11 January 2014

Poverty

For future reference: Will Someone Please Address (Poverty)

I live wealth. But I am not wealthy. I will never be wealthy, no matter how much money I make or what title I hold, because I have spent over thirty years of my life, the overwhelming majority, orbiting poverty’s gravity well. I have not just “been poor.” I have drunk poverty straight from the jug. I’ve been over, under, and through it. I have at various times hated it, hidden it, rebelled against it and worshiped it, and after 35 very long years, I seem to have clawed my way out of it. But no matter how long or far I walk in the other direction, it’s there. It’s always there.
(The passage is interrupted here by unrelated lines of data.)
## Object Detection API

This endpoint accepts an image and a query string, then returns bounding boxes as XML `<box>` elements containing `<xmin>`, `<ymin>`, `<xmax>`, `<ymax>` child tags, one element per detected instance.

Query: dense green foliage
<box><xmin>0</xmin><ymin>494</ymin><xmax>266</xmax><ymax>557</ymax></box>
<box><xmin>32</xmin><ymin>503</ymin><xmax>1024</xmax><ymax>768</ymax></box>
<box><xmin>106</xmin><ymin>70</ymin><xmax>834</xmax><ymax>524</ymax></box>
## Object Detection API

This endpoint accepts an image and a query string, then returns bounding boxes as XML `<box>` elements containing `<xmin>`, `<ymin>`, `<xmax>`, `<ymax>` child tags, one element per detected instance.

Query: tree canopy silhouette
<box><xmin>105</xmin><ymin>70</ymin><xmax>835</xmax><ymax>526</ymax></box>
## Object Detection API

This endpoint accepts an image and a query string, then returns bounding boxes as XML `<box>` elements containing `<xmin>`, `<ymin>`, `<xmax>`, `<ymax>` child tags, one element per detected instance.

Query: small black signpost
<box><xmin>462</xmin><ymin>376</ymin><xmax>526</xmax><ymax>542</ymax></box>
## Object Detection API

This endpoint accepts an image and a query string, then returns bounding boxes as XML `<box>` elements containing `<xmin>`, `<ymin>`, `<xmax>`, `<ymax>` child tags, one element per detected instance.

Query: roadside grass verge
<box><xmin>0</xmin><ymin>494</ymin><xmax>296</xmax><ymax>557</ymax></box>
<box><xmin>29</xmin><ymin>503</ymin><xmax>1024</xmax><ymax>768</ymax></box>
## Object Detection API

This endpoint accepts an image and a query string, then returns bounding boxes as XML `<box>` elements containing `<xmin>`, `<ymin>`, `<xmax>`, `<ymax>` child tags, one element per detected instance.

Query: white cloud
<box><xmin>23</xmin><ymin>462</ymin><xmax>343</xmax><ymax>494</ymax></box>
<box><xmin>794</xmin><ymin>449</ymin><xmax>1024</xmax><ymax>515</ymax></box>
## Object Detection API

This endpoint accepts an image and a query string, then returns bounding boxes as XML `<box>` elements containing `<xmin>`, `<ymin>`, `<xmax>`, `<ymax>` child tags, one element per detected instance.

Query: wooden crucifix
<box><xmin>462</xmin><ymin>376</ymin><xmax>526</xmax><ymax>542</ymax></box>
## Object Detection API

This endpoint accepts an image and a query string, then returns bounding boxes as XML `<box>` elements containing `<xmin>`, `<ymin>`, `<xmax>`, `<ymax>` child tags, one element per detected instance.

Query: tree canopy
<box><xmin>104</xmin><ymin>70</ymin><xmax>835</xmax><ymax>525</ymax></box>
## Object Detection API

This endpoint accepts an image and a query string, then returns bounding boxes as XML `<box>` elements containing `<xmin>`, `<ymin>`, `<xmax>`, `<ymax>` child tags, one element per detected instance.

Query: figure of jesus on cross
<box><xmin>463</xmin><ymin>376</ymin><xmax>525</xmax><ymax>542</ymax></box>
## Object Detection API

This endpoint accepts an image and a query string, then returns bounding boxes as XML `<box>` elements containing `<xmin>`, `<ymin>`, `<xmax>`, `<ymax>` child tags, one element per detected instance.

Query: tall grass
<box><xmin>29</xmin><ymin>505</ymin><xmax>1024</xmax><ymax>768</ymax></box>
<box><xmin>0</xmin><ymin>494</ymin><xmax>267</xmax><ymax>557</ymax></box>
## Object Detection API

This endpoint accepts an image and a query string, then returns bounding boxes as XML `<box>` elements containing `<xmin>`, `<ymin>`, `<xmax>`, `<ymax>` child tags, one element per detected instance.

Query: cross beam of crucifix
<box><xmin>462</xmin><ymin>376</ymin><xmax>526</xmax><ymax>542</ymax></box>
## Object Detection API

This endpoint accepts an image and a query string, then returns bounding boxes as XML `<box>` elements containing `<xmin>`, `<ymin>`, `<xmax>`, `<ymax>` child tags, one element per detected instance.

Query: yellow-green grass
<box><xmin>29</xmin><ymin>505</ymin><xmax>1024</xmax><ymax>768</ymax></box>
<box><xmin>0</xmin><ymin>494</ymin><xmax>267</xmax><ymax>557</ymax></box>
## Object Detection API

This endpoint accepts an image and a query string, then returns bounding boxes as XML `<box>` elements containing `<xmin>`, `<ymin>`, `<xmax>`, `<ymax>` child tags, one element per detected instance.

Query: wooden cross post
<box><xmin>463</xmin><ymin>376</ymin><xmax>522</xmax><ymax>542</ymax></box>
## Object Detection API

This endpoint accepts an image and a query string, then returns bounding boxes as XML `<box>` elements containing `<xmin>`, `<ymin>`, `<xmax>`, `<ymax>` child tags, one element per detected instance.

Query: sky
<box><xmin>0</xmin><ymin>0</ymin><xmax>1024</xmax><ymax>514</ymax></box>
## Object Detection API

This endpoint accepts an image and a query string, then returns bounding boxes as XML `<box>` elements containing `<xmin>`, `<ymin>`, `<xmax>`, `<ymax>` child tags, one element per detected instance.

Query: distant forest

It’s hard to capture the depth of my sincerity when I said I didn’t want to write about this. If I’m any indication, the last thing your average Recovering Poverty Citizen (RPC) wants to do, is talk about being poor. You don’t climb out of the poverty tar pits by accident. If you get out, it’s because you really want out. Talking takes you back in.

This is relevant to a range of social justice discussions:

As a human race, we just haven’t got a bead on the resource distribution problem. It’s over our heads, it’s intimidating, so people shut down.

The conversation is stuck because individual people are stuck. And people are stuck for multiple reasons, not the least of which is that everyone is freaking out. When somebody opens their mouths to talk about it, somebody else rips their freaking head off and spits down their neck hole.

This conversation isn’t working for anyone. Let’s don’t have it anymore. Let’s start with what we should be talking about.

Highly recommended by a friend whose wisdom on the subject I trust.